-
11. Data: 2002-03-20 07:43:47
Temat: Re: zasiedzenie
Od: "stavi" <s...@p...onet.pl>
> Zasiedzenie własności czy służebności? - bo jeśli to drugie to musiałaby
> mieć jakieś trwałę urządzenie na Twojej działce żeby to było możliwe
ona złożyła wniosek o zasiedzenie własności!! Na pewno. I poza źródełkiem to
tam oprócz trawy i drzew nic nie ma.
> Raczej jest na odwrót
Pan z następnego postu już odpowiedział na to pytanie.

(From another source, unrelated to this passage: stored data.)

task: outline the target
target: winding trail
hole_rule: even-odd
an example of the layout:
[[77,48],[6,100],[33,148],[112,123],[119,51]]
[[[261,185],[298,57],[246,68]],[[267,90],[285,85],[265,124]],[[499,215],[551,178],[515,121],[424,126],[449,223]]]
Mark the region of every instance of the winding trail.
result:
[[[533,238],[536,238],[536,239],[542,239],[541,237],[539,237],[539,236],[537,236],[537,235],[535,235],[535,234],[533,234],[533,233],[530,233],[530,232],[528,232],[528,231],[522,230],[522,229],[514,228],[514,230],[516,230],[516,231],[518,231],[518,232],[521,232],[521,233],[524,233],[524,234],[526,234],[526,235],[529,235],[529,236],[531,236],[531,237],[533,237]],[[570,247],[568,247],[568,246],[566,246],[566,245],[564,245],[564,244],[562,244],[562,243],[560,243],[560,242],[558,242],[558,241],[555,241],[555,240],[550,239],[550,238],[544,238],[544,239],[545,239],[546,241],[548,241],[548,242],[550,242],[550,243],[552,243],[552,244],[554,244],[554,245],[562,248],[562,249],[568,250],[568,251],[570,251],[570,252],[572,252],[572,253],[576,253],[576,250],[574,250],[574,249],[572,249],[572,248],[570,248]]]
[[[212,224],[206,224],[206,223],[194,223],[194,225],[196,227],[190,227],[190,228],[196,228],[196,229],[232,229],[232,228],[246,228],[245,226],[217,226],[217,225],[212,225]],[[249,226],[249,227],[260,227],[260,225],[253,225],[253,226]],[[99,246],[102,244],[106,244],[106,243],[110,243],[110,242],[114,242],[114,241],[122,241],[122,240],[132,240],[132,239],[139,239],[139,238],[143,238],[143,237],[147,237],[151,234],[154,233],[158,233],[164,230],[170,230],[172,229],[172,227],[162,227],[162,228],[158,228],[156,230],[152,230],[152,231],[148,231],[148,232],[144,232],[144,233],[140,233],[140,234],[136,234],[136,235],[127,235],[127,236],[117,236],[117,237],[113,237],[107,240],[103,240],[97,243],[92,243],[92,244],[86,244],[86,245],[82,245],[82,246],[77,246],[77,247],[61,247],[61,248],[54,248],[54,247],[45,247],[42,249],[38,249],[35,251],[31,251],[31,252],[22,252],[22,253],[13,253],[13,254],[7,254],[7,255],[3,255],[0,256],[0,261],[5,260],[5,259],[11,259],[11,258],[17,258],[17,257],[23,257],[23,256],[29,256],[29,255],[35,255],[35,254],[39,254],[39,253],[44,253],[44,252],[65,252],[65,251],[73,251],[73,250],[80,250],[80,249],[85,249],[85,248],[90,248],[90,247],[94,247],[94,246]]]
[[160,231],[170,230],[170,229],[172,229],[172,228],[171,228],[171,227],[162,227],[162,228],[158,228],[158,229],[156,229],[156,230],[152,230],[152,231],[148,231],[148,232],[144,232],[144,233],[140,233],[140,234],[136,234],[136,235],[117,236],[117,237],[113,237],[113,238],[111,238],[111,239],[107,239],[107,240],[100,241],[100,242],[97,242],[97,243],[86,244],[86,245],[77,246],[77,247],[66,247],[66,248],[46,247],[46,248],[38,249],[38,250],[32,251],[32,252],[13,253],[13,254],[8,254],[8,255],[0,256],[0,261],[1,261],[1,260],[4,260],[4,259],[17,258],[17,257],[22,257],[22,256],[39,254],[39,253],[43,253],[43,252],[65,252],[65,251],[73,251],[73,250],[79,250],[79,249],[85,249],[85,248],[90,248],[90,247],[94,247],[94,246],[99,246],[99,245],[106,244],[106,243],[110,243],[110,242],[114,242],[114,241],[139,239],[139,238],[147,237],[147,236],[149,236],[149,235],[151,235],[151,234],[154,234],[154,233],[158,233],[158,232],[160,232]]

> Tak - jeśli uda Ci się to udowodnić to przerywa to bieg zasiedzenia - bo
> posiadanie zostało przerwane.
a czy notatka policyjna, że policjanci byli na działce to nie jest już dowód
sam w sobie ?
> > ? Czy policjant ma obowiązek robić notatki, z takich wizyt, bo to było 4
> > lata temu więc nie sądzę, że będzie pamiętał ?
>
> tak, ale nie wiem ile oni to trzymają.
dzwoniłem na policję i podobno mają obowiązek robić notatki z każdej
interwencji i trzymać minimum 5 lat. Ale co on w tej notatce napisał ? I czy
ją rzeczywiście sporządził ? Jak więc wygląda sprawa z wyciągnięciem takiej
notatki (ksera) z policji ? Wydają mi na moje żądanie, czy tylko na wniosek
sądu ?
> Powodzenia!
dzięki :))
-
12. Data: 2002-03-20 08:08:10
Temat: Re: zasiedzenie
Od: "stavi" <s...@p...onet.pl>
> > Raczej jest na odwrót
>
> Autor postu ma rację! Przypominam, żę na gruncie KC obowiązuje
> domniemanie dobrej wiary (Art. 7 KC). Ciężar udowodnienia złej wiary
> spoczywa na tym kto twierdzi, że samoistny posiadacz uzyskał posiadanie w
> złej wierze. Problemu nie ma jeżeli wnioskodawca sam przyznaje się do złej
> wiary zakładając, że upłynął termin 30 lat.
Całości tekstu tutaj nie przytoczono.